What other firewall rules are you running and are you fasttracking the connections?
Ask your provider for a BGP blackhole community and use that to block the DDoS attack.

Yes I do have other firewall rules but only blocking ports and access list. As to fasttracking connection how do I set that up. I will also ask my provider for the BGP info

Ok so the performance you are getting is exactly on par with what Mikrotik advertises.
Go here https://routerboard.com/CCR1072-1G-8Splus and scroll down to the Ethernet Test Results.
Routing with 25 ip filter rules, with 64 byte packets (which is usually what you get hit with in a DDoS) will give you a max of 3Gbit/sec
Without any firewall rules, it can do 44Gbit/sec

The above makes perfect sense. With firewall rules, every packet has to be inspected and checked again every firewall rule you have in a chain until a condition is met.
So if you have 25 rules for example and your 24th rule is “Accept traffic to this ip range”, each packet gets checked against the other 23 rules until it reaches the 24th matching rule.
This can slow down traffic and add load to the CCR, especially in a DDoS with high pps.

As a rule of thumb, I try not route on my firewalls and don’t firewall on my routers.
Rather setup your CCR as a normal fastpath router with no firewall rules and then on your switch setup a mirror port to a linux box running Wanguard.
Wanguard will detect the DDoS in under 5 seconds and can perform whatever action you specify (eg: advertise the /32 IP being attacked via BGP so it can be blackholed. Or setup the action to call the mikrotik API and add a blackhole route for the /32 ip being attacked or the source ip’s that are attacking).

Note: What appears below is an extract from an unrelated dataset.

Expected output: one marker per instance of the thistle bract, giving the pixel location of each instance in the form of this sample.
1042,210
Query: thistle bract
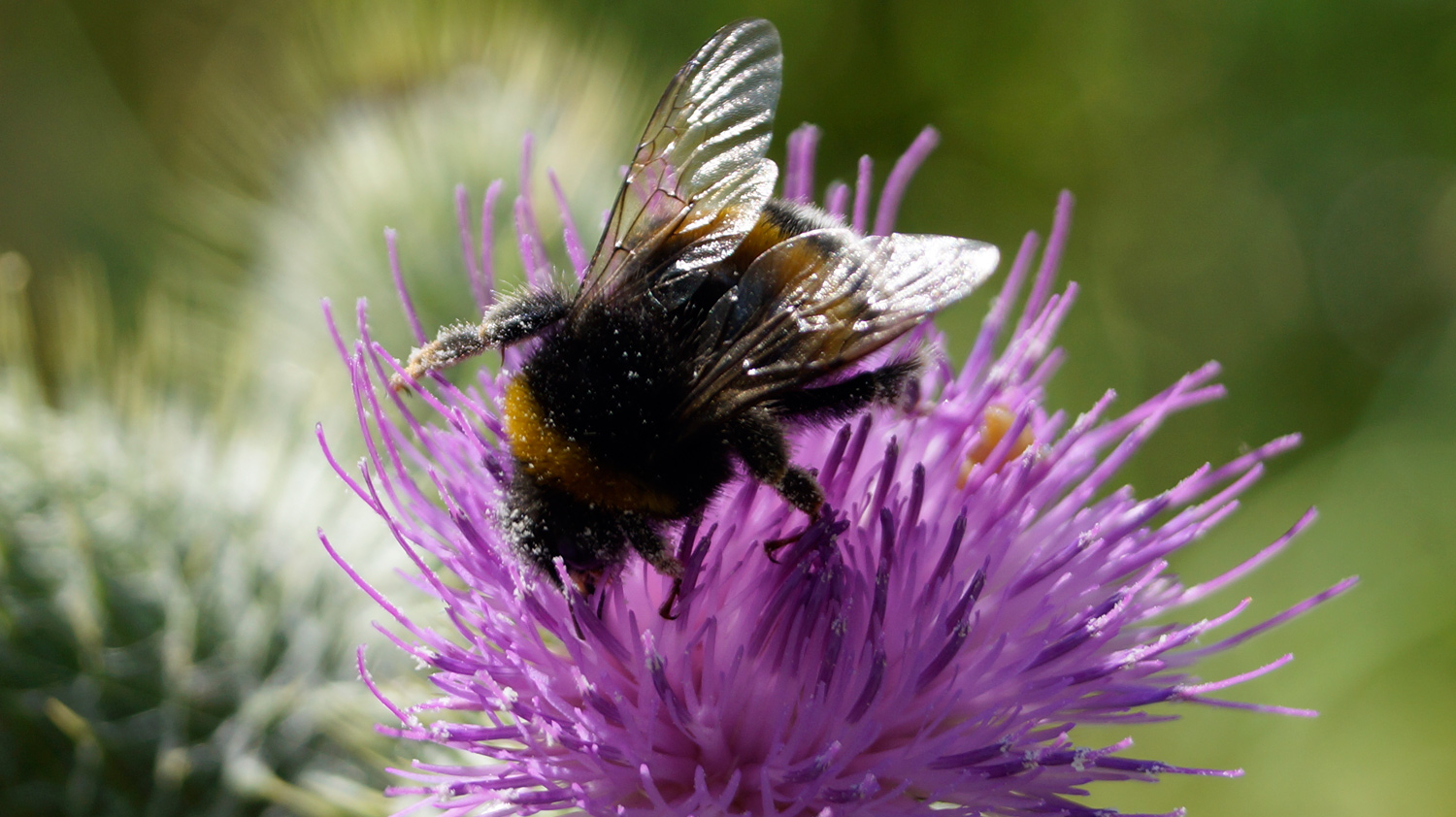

You can also break your network into segments and put firewalls on each of those segments. This way a DDoS should only affect one segment that is being attacked, while your other segments work and your CCR stays up.

Thanks I will try this I do have like 60 firewall rules shoe I leave only the DDoser and DDosed rule in place?

I would remove all firewall rules entirely and disable connection tracking as this will enable Fastpath on the router automatically (You can confirm by going to IP => Settings).
Let Wanguard detect the DDoS traffic and send blackhole routes for those addresses to your router.

In our testing, I found the DDoS rules on the mikrotik made matters worse when a large, high pps DDoS hits the router.
In our lab, I’ve been able to bring down mikrotik’s that use the DDoS rules with using 3 linux boxes with 10Gb interfaces, running hping3 and hitting a target behind the mikrotik.
However in fastpath mode, it handles this traffic without any issue.